Senators Fischer and Heitkamp Introduce Bipartisan FARM Act

WASHINGTON, D.C. – Today, U.S. Senators Deb Fischer (R-Neb.) and Heidi Heitkamp (D-N.D.) introduced bipartisan legislation to stop harmful federal standards that could severely impact farmers and their families by unnecessarily increasing production costs and adding uncertainty. The bill, known as the Fertilizer Access and Responsible Management (FARM) Act, would stop a federal standard from the Occupational Safety and Health Administration (OSHA) regarding anhydrous ammonia, a fertilizer and critical input used by farmers across the country.

 

Senator Fischer released the following statement:

 

“Farmers in Nebraska rely on fertilizer so they can provide safe food to the world. OSHA has circumvented Congress and public input by introducing new rules that will make it harder for farmers to do their job.
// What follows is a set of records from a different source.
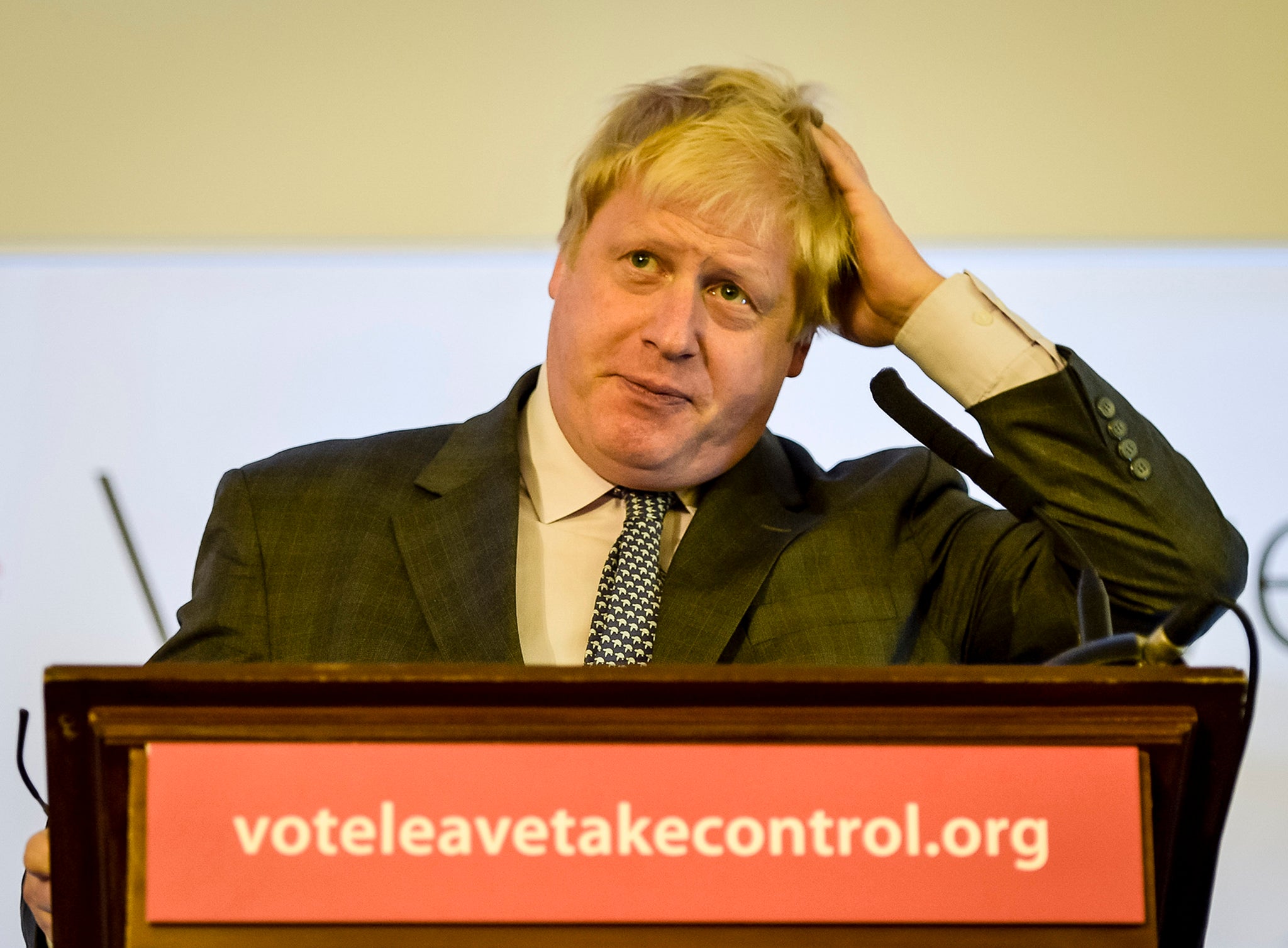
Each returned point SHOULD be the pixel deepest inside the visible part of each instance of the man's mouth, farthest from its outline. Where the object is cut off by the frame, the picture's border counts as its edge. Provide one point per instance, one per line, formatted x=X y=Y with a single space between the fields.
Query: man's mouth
x=655 y=389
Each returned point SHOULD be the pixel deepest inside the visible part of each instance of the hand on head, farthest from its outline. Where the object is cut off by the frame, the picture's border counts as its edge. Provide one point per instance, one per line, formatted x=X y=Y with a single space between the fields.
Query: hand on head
x=894 y=279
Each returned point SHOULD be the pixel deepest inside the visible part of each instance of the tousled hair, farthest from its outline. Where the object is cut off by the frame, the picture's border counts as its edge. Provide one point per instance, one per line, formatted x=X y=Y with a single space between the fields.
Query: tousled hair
x=730 y=142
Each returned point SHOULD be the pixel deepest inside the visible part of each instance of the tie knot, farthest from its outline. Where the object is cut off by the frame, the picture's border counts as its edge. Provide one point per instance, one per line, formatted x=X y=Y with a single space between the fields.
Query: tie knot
x=645 y=505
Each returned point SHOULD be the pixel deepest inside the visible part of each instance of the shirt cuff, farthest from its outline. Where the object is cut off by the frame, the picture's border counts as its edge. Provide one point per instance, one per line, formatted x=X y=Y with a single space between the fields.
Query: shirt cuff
x=972 y=345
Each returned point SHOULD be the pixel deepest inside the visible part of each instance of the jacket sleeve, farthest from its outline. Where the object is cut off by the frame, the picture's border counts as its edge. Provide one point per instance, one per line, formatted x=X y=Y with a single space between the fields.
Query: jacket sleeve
x=1130 y=500
x=227 y=618
x=999 y=589
x=31 y=934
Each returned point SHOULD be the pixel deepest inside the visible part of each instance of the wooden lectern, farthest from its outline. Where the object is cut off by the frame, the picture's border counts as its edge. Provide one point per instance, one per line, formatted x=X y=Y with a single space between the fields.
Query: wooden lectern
x=1187 y=724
The bipartisan bill Senator Heitkamp and I are introducing today would protect farm families by rolling back OSHA’s unilateral decision to create harmful rules without following the law.”

 

Senator Heitkamp released the following statement:

 

“We’ve heard this burdensome standard will force more than a dozen North Dakota retailers to stop selling this critical fertilizer, severely hurting farmers across the state who will need to travel much longer distances to access fertilizer and incur higher costs. Such sweeping and harmful actions need to be more thoroughly thought out before going into effect, and they must take into account the needs and impacts in each state. The bipartisan bill Senator Fischer and I introduced would make sure retailers and farmers have meaningful input into the process if OSHA wants to make such major changes to existing policy.”

 

On July 22, 2015, OSHA issued new standards to restrict farmers’ abilities to access critical tools necessary for them to feed the world. The new policy would require facilities that store or transport 10,000 pounds or more of anhydrous ammonia to obtain Process Safety Management Standard documentation. If the facility cannot obtain this documentation, they could be forced to purchase new storage tanks, costing $70,000 or more.

 

The new standards were announced in July 2015 and became effective immediately. OSHA did not adhere to the traditional rulemaking process and instead issued interpretive guidance which does not allow for meaningful input from affected industries.

 

The Fischer-Heitkamp bill would require OSHA to withdraw the July 2015 memo. It would also require the agency to abide by a formal rulemaking process when instituting a similar policy change in the future.